More than 50 Toyota employees were injured, and the company's assembly plant in Tianjin shut down temporarily. One day after the explosion, Toyota was able to check the status of its supplier network down through Tier 4, Young said.
"The next morning, everyone in Japan and North America knew who they had to call to measure the risk," Young said. "We knew exactly how many subtier suppliers we had within a radius of Tianjin. [Toyota and its Tier 1 suppliers] could immediately start calling them to find out the overall impact."
Toyota developed the monitoring system after an earthquake and tsunami devastated Japan in 2011. The disaster revealed a series of formerly undetected supplier bottlenecks that choked off the flow of parts to Toyota and other automakers.
Assembly plants were shut down for weeks while suppliers scrambled to repair damaged factories.
To identify bottlenecks, Toyota launched a census of Tier 2, 3 and 4 suppliers.
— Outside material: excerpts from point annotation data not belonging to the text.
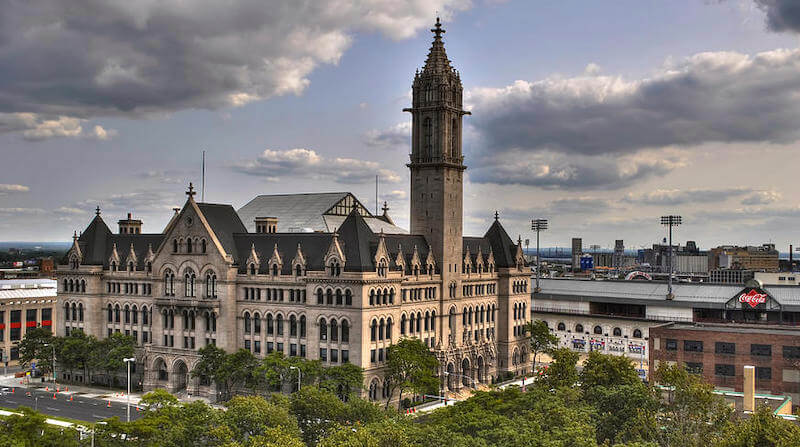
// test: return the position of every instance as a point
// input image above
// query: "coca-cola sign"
(753, 297)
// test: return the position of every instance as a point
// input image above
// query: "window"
(761, 350)
(724, 348)
(724, 370)
(692, 346)
(791, 352)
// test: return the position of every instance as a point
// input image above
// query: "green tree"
(410, 367)
(562, 371)
(37, 344)
(541, 339)
(692, 415)
(608, 370)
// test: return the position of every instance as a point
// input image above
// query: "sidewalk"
(78, 390)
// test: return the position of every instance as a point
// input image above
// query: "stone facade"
(342, 296)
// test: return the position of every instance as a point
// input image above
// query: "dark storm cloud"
(710, 97)
(87, 58)
(782, 15)
(551, 170)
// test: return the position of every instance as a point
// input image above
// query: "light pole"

Now, if a key plant is knocked out by flood, fire or storm, suppliers can transfer production to other sites. In some cases, suppliers have stockpiled key components.
The census and monitoring system are now complete, Young says.
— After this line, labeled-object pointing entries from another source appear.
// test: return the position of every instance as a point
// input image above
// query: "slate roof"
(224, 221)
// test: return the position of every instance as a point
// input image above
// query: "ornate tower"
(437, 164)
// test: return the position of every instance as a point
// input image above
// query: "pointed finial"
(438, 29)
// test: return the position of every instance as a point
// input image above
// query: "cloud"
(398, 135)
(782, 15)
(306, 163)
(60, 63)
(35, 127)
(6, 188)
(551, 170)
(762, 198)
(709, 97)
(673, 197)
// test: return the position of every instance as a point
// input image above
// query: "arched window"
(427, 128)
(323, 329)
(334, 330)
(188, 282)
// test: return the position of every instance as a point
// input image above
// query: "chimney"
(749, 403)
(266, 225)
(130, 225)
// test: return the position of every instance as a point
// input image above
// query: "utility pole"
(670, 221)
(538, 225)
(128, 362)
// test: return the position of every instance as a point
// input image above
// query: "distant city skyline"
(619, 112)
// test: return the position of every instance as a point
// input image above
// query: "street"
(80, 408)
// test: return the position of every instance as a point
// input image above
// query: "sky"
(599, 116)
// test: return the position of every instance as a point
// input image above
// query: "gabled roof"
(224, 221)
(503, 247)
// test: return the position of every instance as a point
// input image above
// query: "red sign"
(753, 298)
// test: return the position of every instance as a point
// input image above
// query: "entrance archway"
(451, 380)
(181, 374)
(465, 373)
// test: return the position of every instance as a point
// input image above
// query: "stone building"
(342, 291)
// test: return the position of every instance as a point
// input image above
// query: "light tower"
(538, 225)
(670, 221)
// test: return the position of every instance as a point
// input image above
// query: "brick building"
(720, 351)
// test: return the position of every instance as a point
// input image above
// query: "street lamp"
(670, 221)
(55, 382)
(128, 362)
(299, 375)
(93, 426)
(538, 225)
For some components, Toyota can trace its supplier network down to raw materials, if necessary. "The deepest level we have is Tier 6," Young said. "Once we get to the steel in the steel mill, we don't go down to iron ore or coal."
A few suppliers refused to identify their vendors, Young acknowledged. But these companies have set up their own monitoring systems. "We understand their processes," Young said. "So if we have issues, we can reach out to them for a response."